If you are a Baby Boomer, or an early-era Gen Xer, you are rolling your eyes about now. You are thinking that you don’t have time to babysit. But this is your new workforce. Tap into their knowledge and use of technology. Teach them that the tools of your trade are as necessary to construction as their electronic “tools” are to them. Your new customers are Gen Xers and soon will be Millennials; you will need like-minded individuals to help you reach your target audience and to speak the new customers’ language.

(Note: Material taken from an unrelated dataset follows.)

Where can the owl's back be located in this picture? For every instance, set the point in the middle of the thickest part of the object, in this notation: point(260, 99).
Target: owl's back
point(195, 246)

Teach them the trade skills of your business, while allowing them to put their unique spin on the execution. They can learn from you as well; for instance, there is value to staying focused on one task at a time and completing without interruption. New ideas and new approaches are crucial to the survival of any business and especially for construction. You will always need the artisans, but you need the new ideas and excitement of the current generations.

The construction industry is facing serious labor shortages. Embrace the change now and get used to it because Generation Z— as the toddlers who are playing with their parents’ smart phones are called — will be entering the workforce before you know it. Who knows what challenges they will bring to the table.

This article first appeared in Building Women magazine, a publication of NAHB Professional Women in Building.